GCTC is closing out their season with the world premiere of LIKE WOLVES by Canadian playwright Rosa Laborde. To celebrate their 44th wedding anniversary Sam surprises Vera by bringing her back to the spot of their rural honeymoon. No longer a charming B&B, it’s now a residence complex surrounded by high rises. When Sam has an unexpected heart attack, their two squabbling daughters arrive, one with a Chechen doctor in tow. Add a slick salesman to the mix and you have the ingredients for a black comedy about marriage, dreams and life choices.
This is an exceptionally strong cast. Matthew Edison is fine as Tom, the overly helpful salesman for the residence, with a nice touch of smarminess. As Mia, Sam and Vera’s younger daughter, Kimwun Perehinec embodies the vulnerability of a woman obviously unfulfilled in her marriage. The always excellent Alix Sideris as Nina, her older sister, is a perfect example of a woman avoiding family responsibility by committing to the so-called larger responsibilities of her work with Doctors Without Borders.

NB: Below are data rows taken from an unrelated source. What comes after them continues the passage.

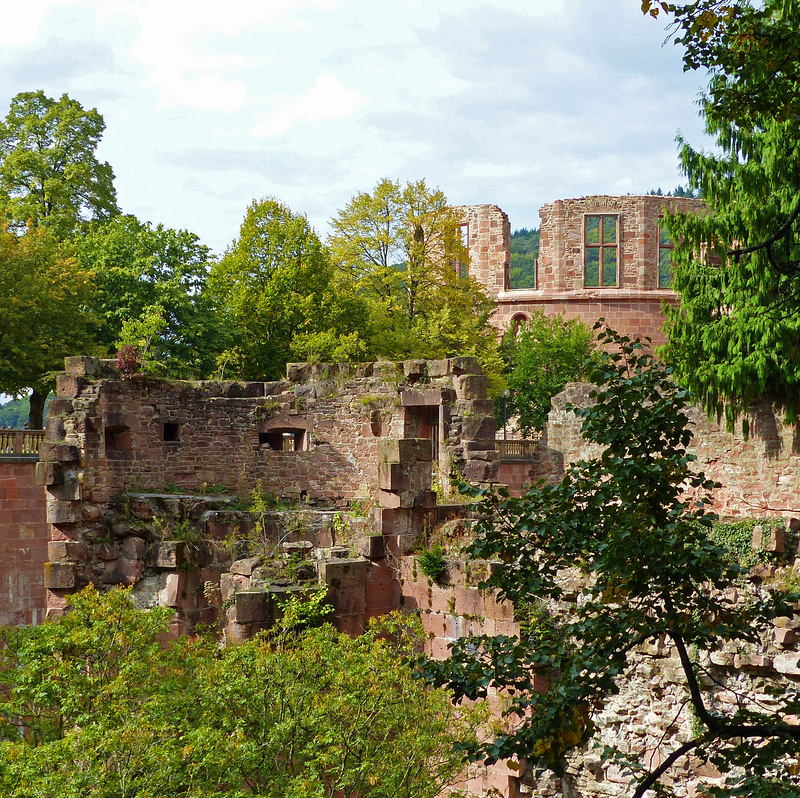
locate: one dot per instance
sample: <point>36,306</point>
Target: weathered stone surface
<point>68,386</point>
<point>404,450</point>
<point>61,512</point>
<point>252,607</point>
<point>122,571</point>
<point>49,474</point>
<point>772,539</point>
<point>478,427</point>
<point>372,547</point>
<point>787,663</point>
<point>246,566</point>
<point>471,386</point>
<point>463,365</point>
<point>59,452</point>
<point>59,576</point>
<point>60,550</point>
<point>81,366</point>
<point>134,548</point>
<point>298,372</point>
<point>170,554</point>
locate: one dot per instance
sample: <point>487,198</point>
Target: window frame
<point>670,247</point>
<point>601,246</point>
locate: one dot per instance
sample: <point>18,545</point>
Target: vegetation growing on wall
<point>625,519</point>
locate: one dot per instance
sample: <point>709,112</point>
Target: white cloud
<point>327,100</point>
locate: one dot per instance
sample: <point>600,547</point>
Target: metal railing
<point>515,449</point>
<point>16,443</point>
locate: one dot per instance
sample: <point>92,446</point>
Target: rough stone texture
<point>759,476</point>
<point>633,307</point>
<point>24,532</point>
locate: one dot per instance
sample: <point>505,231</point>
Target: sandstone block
<point>298,372</point>
<point>59,407</point>
<point>59,576</point>
<point>771,539</point>
<point>421,397</point>
<point>61,550</point>
<point>471,386</point>
<point>68,386</point>
<point>70,490</point>
<point>108,551</point>
<point>59,452</point>
<point>81,366</point>
<point>480,471</point>
<point>49,474</point>
<point>439,368</point>
<point>252,607</point>
<point>413,369</point>
<point>463,365</point>
<point>122,571</point>
<point>134,548</point>
<point>60,512</point>
<point>170,554</point>
<point>172,590</point>
<point>403,450</point>
<point>246,566</point>
<point>478,427</point>
<point>371,547</point>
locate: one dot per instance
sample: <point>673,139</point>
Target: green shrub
<point>432,563</point>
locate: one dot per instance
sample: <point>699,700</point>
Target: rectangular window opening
<point>171,432</point>
<point>601,251</point>
<point>665,248</point>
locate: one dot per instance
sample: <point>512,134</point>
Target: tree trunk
<point>38,399</point>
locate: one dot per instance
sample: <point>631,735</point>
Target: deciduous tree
<point>49,172</point>
<point>541,356</point>
<point>625,519</point>
<point>401,249</point>
<point>45,296</point>
<point>97,705</point>
<point>275,287</point>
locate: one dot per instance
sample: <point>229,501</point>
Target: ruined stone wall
<point>331,435</point>
<point>24,533</point>
<point>632,307</point>
<point>488,239</point>
<point>759,475</point>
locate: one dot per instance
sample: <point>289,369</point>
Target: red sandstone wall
<point>759,476</point>
<point>23,544</point>
<point>633,307</point>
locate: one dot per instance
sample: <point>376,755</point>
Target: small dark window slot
<point>171,432</point>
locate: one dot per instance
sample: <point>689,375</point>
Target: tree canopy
<point>275,288</point>
<point>49,173</point>
<point>736,335</point>
<point>541,356</point>
<point>400,248</point>
<point>96,704</point>
<point>144,272</point>
<point>44,313</point>
<point>626,521</point>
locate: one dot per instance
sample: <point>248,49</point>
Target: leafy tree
<point>44,300</point>
<point>541,357</point>
<point>144,273</point>
<point>96,704</point>
<point>275,288</point>
<point>524,251</point>
<point>400,249</point>
<point>624,519</point>
<point>49,174</point>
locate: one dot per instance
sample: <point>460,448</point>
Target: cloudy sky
<point>209,105</point>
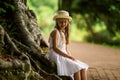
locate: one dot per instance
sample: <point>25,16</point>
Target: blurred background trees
<point>96,21</point>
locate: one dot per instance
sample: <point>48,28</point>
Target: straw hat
<point>62,14</point>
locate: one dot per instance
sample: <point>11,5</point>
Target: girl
<point>59,53</point>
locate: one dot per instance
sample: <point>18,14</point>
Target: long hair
<point>66,32</point>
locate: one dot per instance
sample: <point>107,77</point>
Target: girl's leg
<point>83,74</point>
<point>77,76</point>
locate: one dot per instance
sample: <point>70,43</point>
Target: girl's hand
<point>73,58</point>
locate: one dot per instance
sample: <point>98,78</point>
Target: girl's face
<point>62,23</point>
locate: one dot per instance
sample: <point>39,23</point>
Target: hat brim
<point>60,16</point>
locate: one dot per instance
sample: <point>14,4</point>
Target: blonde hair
<point>66,32</point>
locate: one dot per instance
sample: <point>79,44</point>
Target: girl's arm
<point>68,50</point>
<point>54,36</point>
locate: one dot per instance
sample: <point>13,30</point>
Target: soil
<point>95,55</point>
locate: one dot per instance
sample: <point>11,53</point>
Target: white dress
<point>65,66</point>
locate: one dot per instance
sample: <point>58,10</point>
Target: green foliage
<point>99,18</point>
<point>44,9</point>
<point>5,6</point>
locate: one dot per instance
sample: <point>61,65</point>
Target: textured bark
<point>22,46</point>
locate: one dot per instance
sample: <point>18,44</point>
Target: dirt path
<point>96,55</point>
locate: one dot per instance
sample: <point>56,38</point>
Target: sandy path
<point>95,55</point>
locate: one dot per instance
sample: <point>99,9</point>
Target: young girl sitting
<point>59,52</point>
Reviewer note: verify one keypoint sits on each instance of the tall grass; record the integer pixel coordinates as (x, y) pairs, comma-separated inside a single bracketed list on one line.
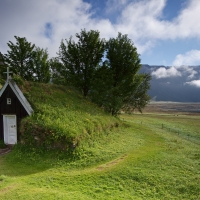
[(136, 161), (62, 118)]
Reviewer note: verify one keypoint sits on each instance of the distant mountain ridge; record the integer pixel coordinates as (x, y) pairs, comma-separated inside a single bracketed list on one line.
[(179, 84)]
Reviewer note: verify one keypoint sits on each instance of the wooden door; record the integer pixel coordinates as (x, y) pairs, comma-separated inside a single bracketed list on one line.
[(10, 129)]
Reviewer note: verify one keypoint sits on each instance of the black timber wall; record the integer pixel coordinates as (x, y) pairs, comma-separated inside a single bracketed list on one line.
[(15, 108)]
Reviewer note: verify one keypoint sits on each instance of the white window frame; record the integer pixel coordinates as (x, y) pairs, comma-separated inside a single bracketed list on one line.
[(8, 101)]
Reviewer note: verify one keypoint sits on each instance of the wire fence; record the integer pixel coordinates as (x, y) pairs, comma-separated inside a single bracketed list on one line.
[(185, 134)]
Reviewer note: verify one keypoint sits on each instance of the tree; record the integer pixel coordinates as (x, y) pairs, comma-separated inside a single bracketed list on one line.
[(2, 69), (125, 89), (80, 59), (20, 58), (27, 61), (41, 65)]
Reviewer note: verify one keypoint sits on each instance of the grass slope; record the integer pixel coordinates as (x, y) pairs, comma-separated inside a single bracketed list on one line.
[(62, 118), (143, 161)]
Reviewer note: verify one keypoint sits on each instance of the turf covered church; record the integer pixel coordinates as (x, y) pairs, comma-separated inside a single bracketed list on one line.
[(13, 108)]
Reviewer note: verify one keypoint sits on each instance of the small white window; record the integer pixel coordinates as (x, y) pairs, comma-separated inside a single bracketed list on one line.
[(8, 101)]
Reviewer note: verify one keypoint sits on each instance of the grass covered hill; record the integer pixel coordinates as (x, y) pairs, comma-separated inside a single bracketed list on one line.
[(62, 118)]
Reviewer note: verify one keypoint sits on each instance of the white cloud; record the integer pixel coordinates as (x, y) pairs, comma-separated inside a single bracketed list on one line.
[(163, 72), (189, 58), (195, 83), (142, 20)]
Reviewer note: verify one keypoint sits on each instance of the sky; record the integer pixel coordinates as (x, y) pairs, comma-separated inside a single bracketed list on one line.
[(165, 32)]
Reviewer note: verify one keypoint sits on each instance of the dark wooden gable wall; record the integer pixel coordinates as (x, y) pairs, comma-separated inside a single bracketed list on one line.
[(15, 108)]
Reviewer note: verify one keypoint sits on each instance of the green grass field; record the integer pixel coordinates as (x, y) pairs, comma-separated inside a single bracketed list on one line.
[(150, 156)]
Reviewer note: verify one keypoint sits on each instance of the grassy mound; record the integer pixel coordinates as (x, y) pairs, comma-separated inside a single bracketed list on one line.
[(62, 118)]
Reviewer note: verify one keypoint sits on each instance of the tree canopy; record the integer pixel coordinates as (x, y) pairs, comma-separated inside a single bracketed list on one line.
[(27, 61), (124, 87), (80, 59), (107, 72)]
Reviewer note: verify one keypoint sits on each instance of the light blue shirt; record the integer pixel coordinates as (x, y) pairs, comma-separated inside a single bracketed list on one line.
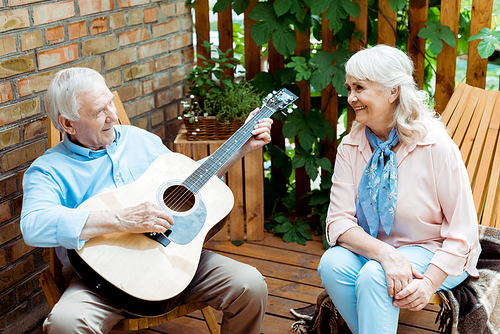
[(68, 174)]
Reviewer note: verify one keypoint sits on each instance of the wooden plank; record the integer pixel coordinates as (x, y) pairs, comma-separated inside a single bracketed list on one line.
[(254, 194), (302, 181), (202, 26), (417, 16), (361, 24), (252, 50), (445, 73), (225, 28), (480, 18), (387, 20)]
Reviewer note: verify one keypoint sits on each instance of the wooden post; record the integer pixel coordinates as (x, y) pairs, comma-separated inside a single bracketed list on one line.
[(387, 20), (417, 16), (252, 50), (477, 67), (329, 96), (446, 64), (202, 28), (302, 183)]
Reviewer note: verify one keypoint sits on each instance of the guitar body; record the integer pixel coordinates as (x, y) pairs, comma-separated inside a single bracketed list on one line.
[(142, 275)]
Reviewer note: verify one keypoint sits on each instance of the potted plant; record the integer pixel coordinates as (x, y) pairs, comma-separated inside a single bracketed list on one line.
[(218, 104)]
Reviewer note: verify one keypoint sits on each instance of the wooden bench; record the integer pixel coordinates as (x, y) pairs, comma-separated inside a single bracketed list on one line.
[(53, 283)]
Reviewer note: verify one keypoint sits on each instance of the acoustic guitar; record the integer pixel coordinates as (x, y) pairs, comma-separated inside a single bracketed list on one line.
[(147, 274)]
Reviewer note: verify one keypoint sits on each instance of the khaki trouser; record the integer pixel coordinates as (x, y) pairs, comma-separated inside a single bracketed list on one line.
[(237, 289)]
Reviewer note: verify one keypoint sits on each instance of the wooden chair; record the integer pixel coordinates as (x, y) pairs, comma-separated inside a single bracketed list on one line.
[(472, 117), (53, 282)]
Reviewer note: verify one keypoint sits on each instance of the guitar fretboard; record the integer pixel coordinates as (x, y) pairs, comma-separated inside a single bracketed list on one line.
[(216, 161)]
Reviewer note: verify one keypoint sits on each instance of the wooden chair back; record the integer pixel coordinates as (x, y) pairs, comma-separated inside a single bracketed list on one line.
[(53, 283)]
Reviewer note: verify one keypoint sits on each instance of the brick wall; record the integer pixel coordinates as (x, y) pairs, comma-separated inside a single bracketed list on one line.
[(142, 47)]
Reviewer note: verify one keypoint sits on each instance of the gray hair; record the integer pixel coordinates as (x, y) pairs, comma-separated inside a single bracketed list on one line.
[(391, 68), (64, 89)]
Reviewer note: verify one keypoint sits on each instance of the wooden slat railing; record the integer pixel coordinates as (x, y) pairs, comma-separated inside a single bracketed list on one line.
[(445, 68)]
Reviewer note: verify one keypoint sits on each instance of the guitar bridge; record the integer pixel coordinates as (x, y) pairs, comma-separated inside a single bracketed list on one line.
[(162, 238)]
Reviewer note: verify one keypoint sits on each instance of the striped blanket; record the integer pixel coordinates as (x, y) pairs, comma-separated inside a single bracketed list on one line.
[(474, 305)]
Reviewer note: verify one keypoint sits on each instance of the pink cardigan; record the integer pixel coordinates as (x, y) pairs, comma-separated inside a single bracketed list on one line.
[(435, 208)]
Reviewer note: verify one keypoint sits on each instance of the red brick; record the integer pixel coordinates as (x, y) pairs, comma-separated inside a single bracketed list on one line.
[(157, 118), (151, 14), (7, 45), (3, 261), (151, 49), (129, 92), (35, 83), (181, 8), (95, 6), (119, 58), (188, 55), (5, 212), (135, 17), (31, 40), (180, 41), (117, 21), (99, 25), (8, 186), (13, 66), (138, 71), (168, 61), (133, 36), (5, 92), (166, 28), (54, 35), (18, 111), (142, 123), (99, 45), (22, 155), (53, 12), (160, 81), (140, 106), (130, 3), (10, 232), (34, 129), (113, 79), (168, 96), (9, 137), (57, 56), (167, 9), (14, 19)]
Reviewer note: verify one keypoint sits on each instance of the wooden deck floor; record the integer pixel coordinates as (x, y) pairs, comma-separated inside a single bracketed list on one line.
[(292, 280)]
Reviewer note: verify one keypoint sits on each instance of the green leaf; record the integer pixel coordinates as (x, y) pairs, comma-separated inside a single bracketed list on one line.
[(222, 5), (240, 6), (282, 6), (284, 40)]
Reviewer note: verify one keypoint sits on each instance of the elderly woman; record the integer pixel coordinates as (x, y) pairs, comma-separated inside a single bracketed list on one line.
[(401, 220)]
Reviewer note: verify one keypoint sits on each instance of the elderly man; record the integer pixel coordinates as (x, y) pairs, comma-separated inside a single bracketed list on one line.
[(96, 156)]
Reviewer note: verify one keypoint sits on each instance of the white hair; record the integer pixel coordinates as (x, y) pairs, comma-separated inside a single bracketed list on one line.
[(391, 68), (64, 89)]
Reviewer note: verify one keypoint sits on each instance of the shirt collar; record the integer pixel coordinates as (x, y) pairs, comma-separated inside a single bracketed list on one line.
[(86, 152)]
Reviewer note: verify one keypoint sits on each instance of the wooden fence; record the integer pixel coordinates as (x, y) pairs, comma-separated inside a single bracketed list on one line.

I tend to think of John Koensgen as a serious dramatic actor, so am constantly surprised at how funny he can be. He’s terrific as Yuri especially in the vodka scene, complete with a good Russian accent and great comic timing. Nancy Beatty is very good as Vera who comes to the realization that she’s spent her life, as she says, “waiting for something to happen.” As grumpy old Sam, Peter Froelich has a hauntingly human moment in the penultimate scene, sitting alone with the TV remote. His abortive sex scene with Vera is hilarious.
Although Jessica Poirier-Chang’s costumes are good, her set feels lopsided. The stage right third of the rather sterile room contains only the door and Director Peter Pasyk doesn’t seem to know what to do with the cavernous empty space as regards staging. The other two-thirds are very workable, especially the upper platform. However I found the black tile behind the bar both distracting and tasteless.
Robert Thomson’s lighting is just fine, in particular the quiet moment with Mr. Froelich. I liked the sound by Al Connors, especially the pre-show music selections.
The major problem for Director Pasyk is that Miss Laborde has written two-dimensional characters without any background as to why they behave as they do. This gives us no reason to care about their outcomes. For example, with no explanation of Vera’s frustration, her physical tantrums, although very funny, have an element of spoiled brat. Even Mr. Froelich, one of Ottawa’s most sensitive actors, has trouble giving Sam some depth.
In other words, LIKE WOLVES, although it has many funny lines and some amusing physical comedy, feels superficial. We know no more about these characters at the end than we did at the beginning, with the possible exception of Yuri. Yes, it’s entertaining, but so is BUFFY THE VAMPIRE SLAYER.
On a scale of one to five the Great Canadian Theatre Company’s production of LIKE WOLVES gets three and a half solar panels. For North Country Public Radio I’m Connie Meng.